US 12,153,385 B2
	Methods and systems to adapt PID coefficients through reinforcement learning
Samuel Barrett, Cambridge, MA (US); James MacGlashan, Riverside, RI (US); Varun Kompella, Kanata (CA); Peter Wurman, Acton, MA (US); Goker Erdogan, London (GB); and Fabrizio Santini, Arlington, MA (US)
Assigned to SONY GROUP CORPORATION, Tokyo (JP); and SONY CORPORATION OF AMERICA, New York, NY (US)
Filed by Sony Group Corporation, Tokyo (JP); and Sony Corporation of America, New York, NY (US)
Filed on May 7, 2021, as Appl. No. 17/314,351.
Prior Publication US 2022/0365493 A1, Nov. 17, 2022
Int. Cl. G05B 13/02 (2006.01); G05B 6/02 (2006.01); G06N 20/00 (2019.01)

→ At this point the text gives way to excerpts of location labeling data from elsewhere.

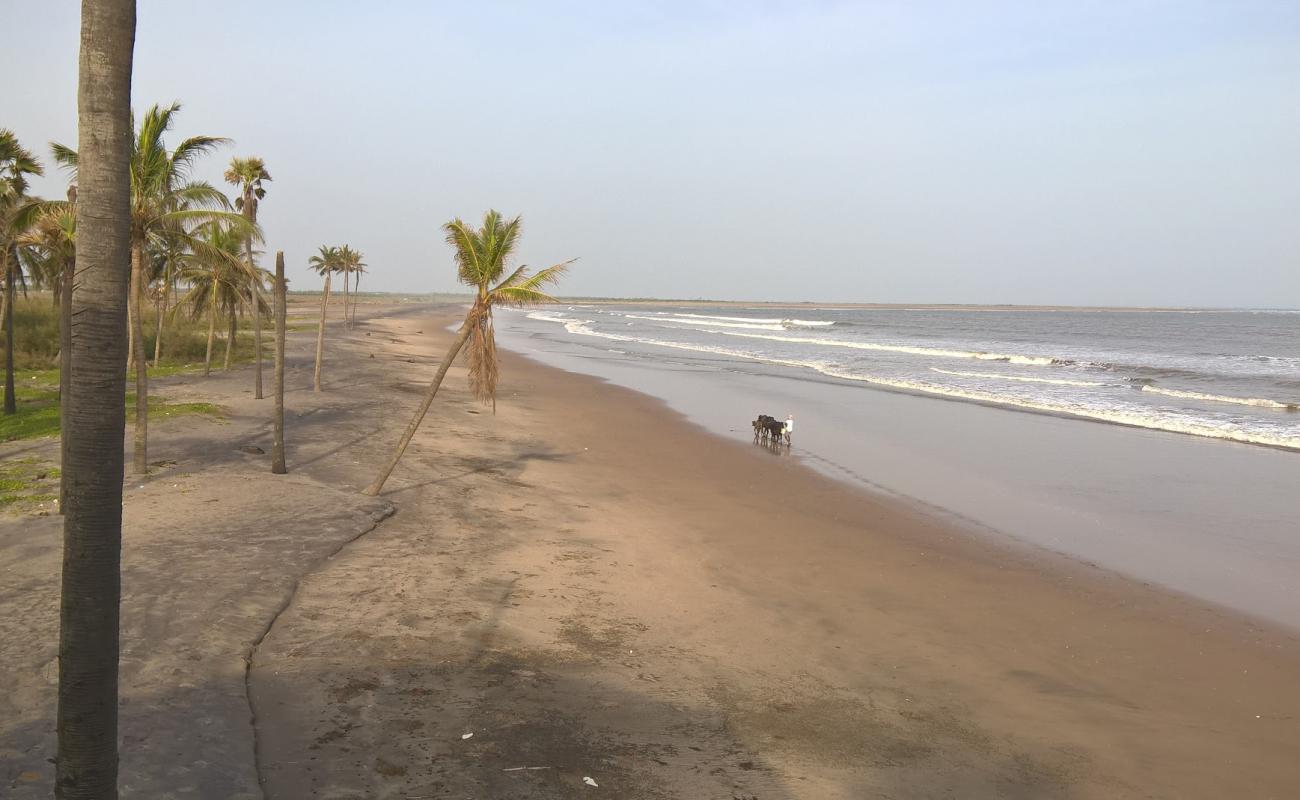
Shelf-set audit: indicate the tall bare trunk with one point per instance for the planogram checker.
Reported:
(320, 333)
(65, 372)
(141, 450)
(11, 398)
(424, 409)
(212, 333)
(356, 295)
(256, 314)
(130, 324)
(86, 764)
(277, 449)
(345, 299)
(163, 307)
(230, 341)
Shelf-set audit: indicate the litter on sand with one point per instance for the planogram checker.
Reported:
(515, 769)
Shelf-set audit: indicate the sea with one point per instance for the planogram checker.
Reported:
(1161, 445)
(1231, 375)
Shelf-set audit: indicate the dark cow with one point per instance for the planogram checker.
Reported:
(768, 431)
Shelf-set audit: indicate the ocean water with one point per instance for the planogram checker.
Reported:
(1233, 375)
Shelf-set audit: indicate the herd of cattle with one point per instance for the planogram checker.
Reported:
(770, 431)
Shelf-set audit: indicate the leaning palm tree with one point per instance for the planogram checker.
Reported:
(248, 174)
(356, 288)
(164, 198)
(325, 263)
(481, 259)
(16, 165)
(91, 589)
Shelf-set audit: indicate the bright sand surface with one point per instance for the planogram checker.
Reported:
(594, 588)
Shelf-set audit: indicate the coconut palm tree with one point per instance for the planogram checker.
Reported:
(164, 199)
(16, 165)
(219, 279)
(325, 263)
(50, 242)
(248, 176)
(356, 288)
(86, 762)
(349, 262)
(481, 259)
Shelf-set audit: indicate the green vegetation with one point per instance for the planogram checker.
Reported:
(35, 342)
(38, 405)
(27, 484)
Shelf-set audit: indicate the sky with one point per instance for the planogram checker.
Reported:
(1126, 154)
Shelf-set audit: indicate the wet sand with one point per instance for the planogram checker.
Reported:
(593, 587)
(1213, 519)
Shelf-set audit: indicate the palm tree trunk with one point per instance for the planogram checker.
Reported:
(230, 341)
(424, 407)
(11, 400)
(167, 298)
(320, 333)
(277, 448)
(65, 372)
(345, 299)
(256, 323)
(141, 452)
(130, 324)
(212, 333)
(356, 295)
(86, 762)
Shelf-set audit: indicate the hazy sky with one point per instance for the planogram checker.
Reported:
(1023, 152)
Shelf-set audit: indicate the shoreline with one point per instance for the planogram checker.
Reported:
(1053, 481)
(585, 583)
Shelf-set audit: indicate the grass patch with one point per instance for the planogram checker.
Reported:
(29, 484)
(185, 340)
(38, 411)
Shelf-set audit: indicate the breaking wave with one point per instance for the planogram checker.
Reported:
(1126, 415)
(1041, 360)
(787, 323)
(1021, 377)
(1220, 398)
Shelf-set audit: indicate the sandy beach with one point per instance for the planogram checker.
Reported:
(584, 588)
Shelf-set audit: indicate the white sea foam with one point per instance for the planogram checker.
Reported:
(1019, 377)
(781, 321)
(1220, 398)
(1126, 415)
(753, 325)
(1041, 360)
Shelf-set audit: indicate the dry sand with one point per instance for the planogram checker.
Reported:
(594, 588)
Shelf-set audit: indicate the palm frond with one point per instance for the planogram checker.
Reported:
(65, 156)
(521, 289)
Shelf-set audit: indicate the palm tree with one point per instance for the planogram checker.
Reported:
(167, 247)
(481, 259)
(325, 263)
(248, 174)
(356, 288)
(86, 762)
(51, 245)
(16, 164)
(349, 262)
(219, 280)
(164, 198)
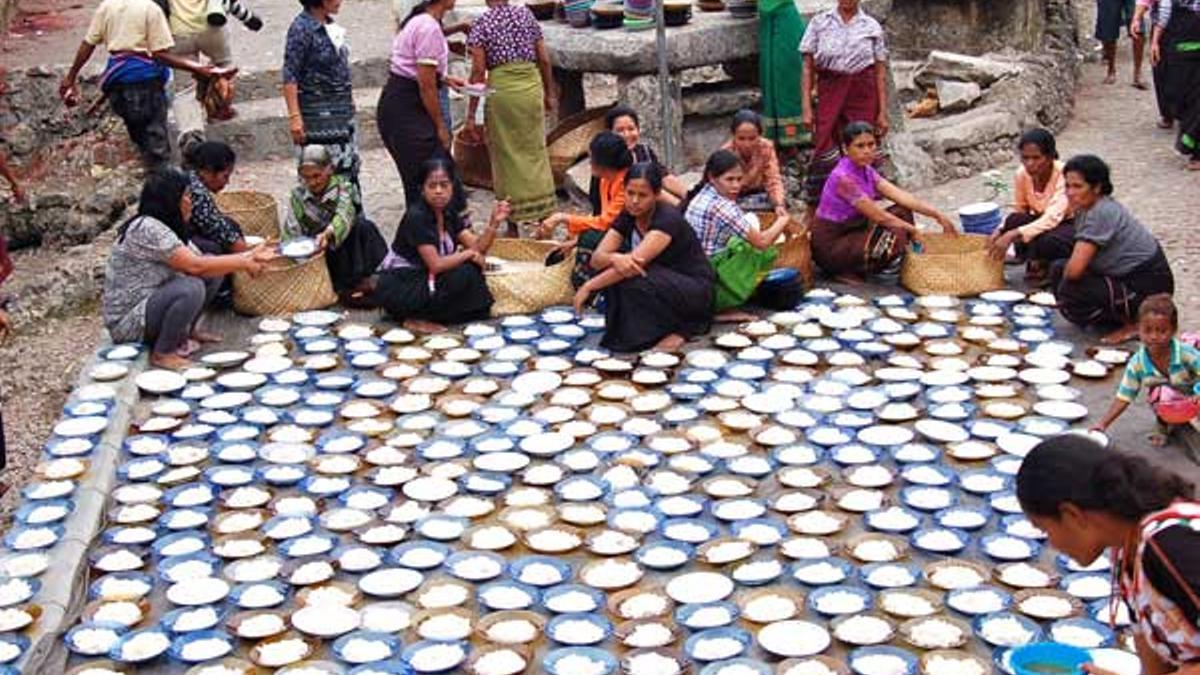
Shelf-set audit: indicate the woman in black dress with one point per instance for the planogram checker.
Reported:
(660, 292)
(433, 274)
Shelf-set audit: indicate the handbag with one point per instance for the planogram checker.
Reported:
(739, 269)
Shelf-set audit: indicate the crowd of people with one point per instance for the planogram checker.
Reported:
(697, 252)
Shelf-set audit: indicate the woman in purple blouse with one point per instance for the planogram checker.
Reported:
(853, 236)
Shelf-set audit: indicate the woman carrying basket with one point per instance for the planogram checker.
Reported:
(435, 274)
(508, 52)
(853, 236)
(155, 285)
(1091, 501)
(324, 205)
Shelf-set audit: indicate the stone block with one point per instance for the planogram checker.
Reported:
(955, 96)
(948, 65)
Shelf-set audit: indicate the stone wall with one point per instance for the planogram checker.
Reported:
(1038, 89)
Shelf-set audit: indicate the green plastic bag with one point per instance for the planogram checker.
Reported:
(739, 268)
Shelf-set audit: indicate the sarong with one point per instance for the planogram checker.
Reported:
(780, 64)
(516, 142)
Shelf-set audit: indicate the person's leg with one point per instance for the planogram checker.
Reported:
(171, 314)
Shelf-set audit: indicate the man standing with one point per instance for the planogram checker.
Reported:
(138, 40)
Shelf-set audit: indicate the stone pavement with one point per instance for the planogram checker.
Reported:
(1117, 123)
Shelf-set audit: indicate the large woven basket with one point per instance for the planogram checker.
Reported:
(952, 266)
(568, 143)
(795, 250)
(285, 287)
(256, 213)
(474, 165)
(528, 286)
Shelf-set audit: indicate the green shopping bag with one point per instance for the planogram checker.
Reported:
(739, 268)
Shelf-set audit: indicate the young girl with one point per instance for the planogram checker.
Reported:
(1161, 353)
(624, 123)
(433, 274)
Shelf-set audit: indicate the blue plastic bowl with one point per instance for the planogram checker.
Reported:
(1048, 658)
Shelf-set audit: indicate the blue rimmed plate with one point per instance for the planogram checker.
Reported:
(978, 601)
(604, 662)
(840, 601)
(1006, 629)
(202, 646)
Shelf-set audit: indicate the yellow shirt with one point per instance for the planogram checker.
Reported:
(189, 17)
(130, 25)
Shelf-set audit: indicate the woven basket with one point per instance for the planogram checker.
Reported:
(533, 287)
(256, 213)
(952, 266)
(568, 143)
(285, 287)
(795, 250)
(474, 165)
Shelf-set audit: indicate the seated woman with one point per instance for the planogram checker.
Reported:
(853, 236)
(1115, 263)
(610, 161)
(210, 166)
(762, 184)
(660, 293)
(624, 123)
(717, 219)
(1041, 226)
(325, 205)
(154, 291)
(435, 273)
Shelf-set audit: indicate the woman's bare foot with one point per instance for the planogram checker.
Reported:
(205, 336)
(671, 342)
(418, 326)
(169, 362)
(733, 316)
(1121, 335)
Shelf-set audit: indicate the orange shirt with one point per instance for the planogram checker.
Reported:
(1050, 205)
(612, 202)
(761, 171)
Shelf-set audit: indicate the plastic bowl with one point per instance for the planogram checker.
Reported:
(1048, 658)
(1180, 411)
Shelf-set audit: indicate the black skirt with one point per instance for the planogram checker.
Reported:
(408, 132)
(642, 310)
(459, 296)
(358, 257)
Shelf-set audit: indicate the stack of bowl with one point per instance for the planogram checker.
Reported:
(607, 15)
(639, 15)
(743, 9)
(579, 12)
(981, 217)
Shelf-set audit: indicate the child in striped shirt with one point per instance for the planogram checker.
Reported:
(1162, 363)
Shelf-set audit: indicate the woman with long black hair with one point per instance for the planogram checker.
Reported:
(155, 285)
(1090, 501)
(412, 121)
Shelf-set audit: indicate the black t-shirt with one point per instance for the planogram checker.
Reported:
(1181, 545)
(419, 227)
(683, 254)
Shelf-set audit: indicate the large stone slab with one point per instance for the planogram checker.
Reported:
(948, 65)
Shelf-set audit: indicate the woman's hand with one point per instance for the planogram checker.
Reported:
(501, 213)
(999, 243)
(546, 228)
(947, 225)
(581, 298)
(627, 266)
(295, 127)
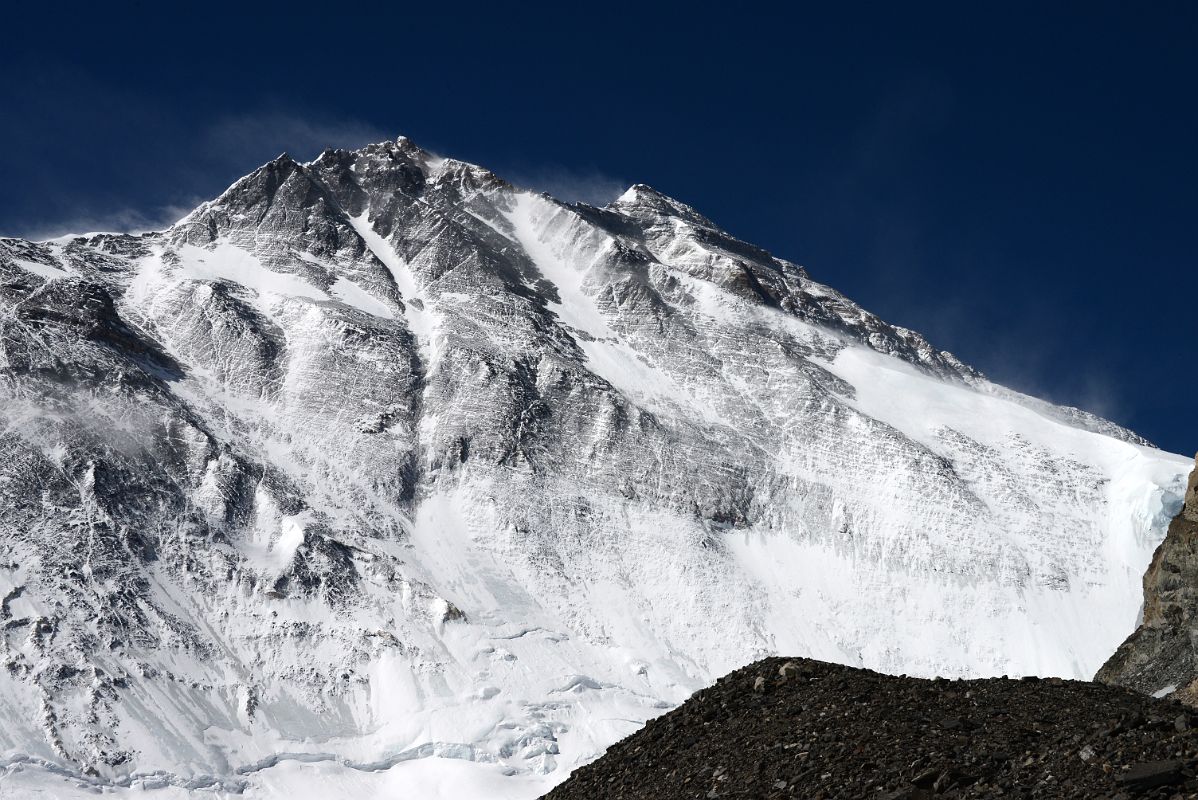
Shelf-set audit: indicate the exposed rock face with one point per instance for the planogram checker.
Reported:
(380, 458)
(1162, 654)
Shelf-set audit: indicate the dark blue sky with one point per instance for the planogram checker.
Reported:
(1016, 180)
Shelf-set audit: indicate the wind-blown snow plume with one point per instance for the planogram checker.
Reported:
(379, 459)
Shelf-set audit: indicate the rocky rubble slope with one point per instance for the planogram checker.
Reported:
(379, 460)
(802, 728)
(1161, 656)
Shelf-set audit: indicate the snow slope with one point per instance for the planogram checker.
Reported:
(379, 474)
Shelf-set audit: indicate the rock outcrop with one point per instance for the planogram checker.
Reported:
(799, 728)
(1161, 656)
(380, 458)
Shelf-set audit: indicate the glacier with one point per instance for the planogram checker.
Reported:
(379, 474)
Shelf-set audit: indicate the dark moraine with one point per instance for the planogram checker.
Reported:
(802, 728)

CPC G05B 13/0265 (2013.01) [G05B 6/02 (2013.01); G06N 20/00 (2019.01)]

21 Claims

1. A reinforcement learning process for automatically tuning proportional-integral-derivative (PID) coefficients, the process performing the steps of:

operating a PID controller at a first frequency to minimize an error between a variable setpoint and a process output;

training a policy by a reward function derived from sensed information after the policy acts on the PID controller by updating the PID coefficients; and

operating a reinforcement learning model at a second frequency, the reinforcement learning model performing the following steps:

receiving summary statistics about error terms from the PID controller and sensed information on the environment to calculate an observation;

selecting an action based on the observation by feeding the observation into the trained policy;

predicting a result of taking the action, the action including changing the PID coefficients; and

updating the policy by the reward function derived from sensed information after the policy acts on the PID controller by updating the PID coefficients.